Speeding up text file parser (BLAST tabular format)

Mon Sep 14 10:51:41 PDT 2015

On Monday, 14 September 2015 at 12:30:21 UTC, Fredrik Boulund 
wrote:
> Hi,
>
> This is my first post on Dlang forums and I don't have a lot of 
> experience with D (yet). I mainly code bioinformatics-stuff in 
> Python on my day-to-day job, but I've been toying with D for a 
> couple of years now. I had this idea that it'd be fun to write 
> a parser for a text-based tabular data format I tend to read a 
> lot of in my programs, but I was a bit stomped that the D 
> implementation I created was slower than my Python-version.
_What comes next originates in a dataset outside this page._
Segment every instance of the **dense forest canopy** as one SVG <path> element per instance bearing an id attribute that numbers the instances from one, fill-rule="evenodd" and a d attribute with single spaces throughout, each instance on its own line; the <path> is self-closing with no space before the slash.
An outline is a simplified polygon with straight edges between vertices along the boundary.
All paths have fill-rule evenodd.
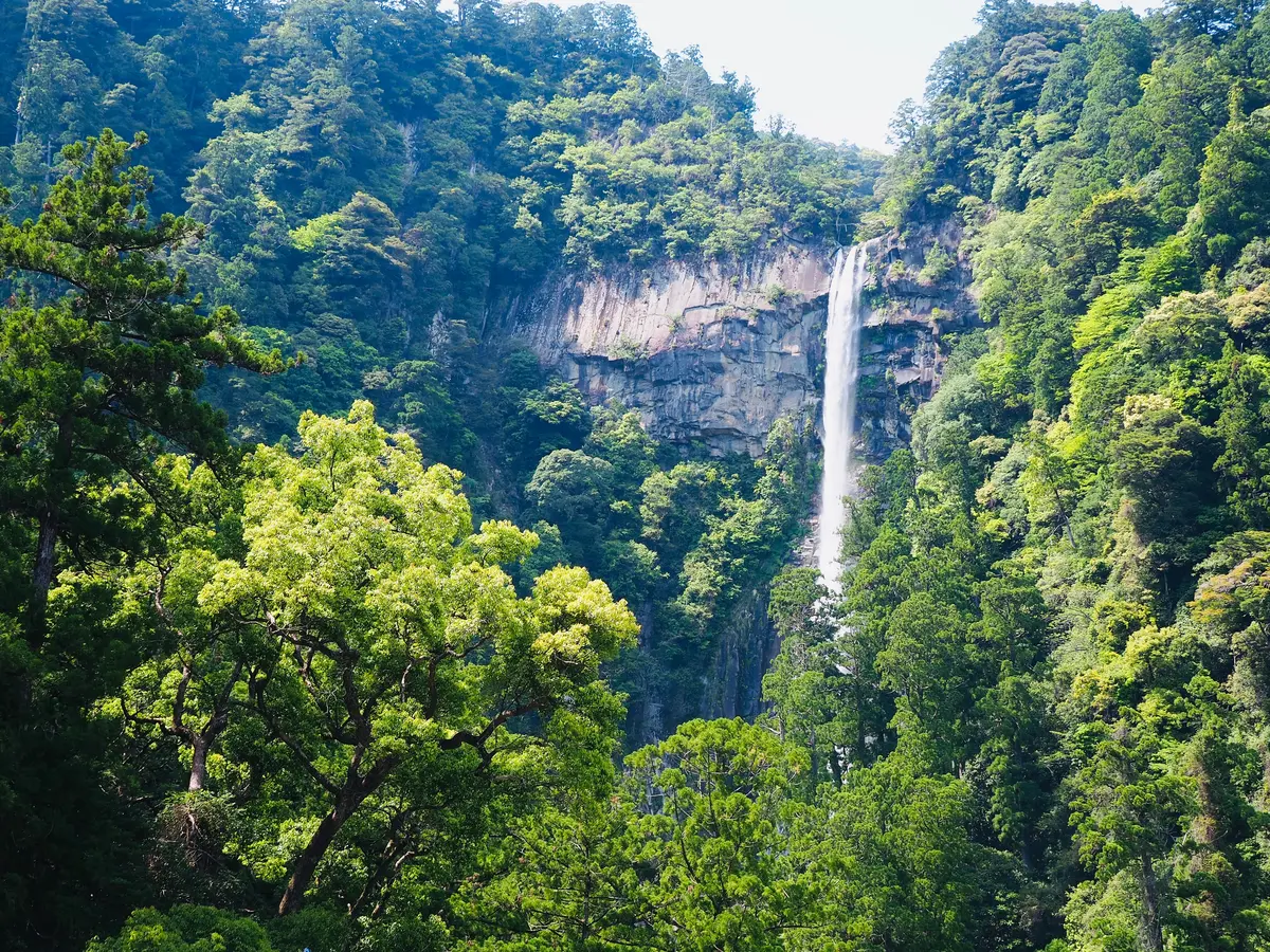
<path id="1" fill-rule="evenodd" d="M 621 6 L 0 0 L 6 947 L 1270 949 L 1264 8 L 989 0 L 883 160 Z M 880 235 L 980 326 L 841 593 L 805 421 L 490 322 Z"/>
I 
> tried running `dmd -profile` on it but didn't really understand 
> what I can do to make it go faster. I guess there's some 
> unnecessary dynamic array extensions being made but I can't 
> figure out how to do without them, maybe someone can help me 
> out? I tried making the examples as small as possible.
>
> Here's the code D code: http://dpaste.com/2HP0ZVA
> Here's my Python code for comparison: http://dpaste.com/0MPBK67
>
> clip

I am going to go off the beaten path here.  If you really want 
speed
for a file like this one way of getting that is to read the file
in as a single large binary array of ubytes (or in blocks if its 
too big)
and parse the lines yourself. Should be fairly easy with D's 
array slicing.

I looked at the format and it appears that lines are quite simple 
and use
a limited subset of the ASCII chars.  If that is in fact true 
then you
should be able to speed up reading using this technique.  If you 
can have
UTF8 chars in there, or if the format can be more complex than 
that shown
in your example, then please ignore my suggestion.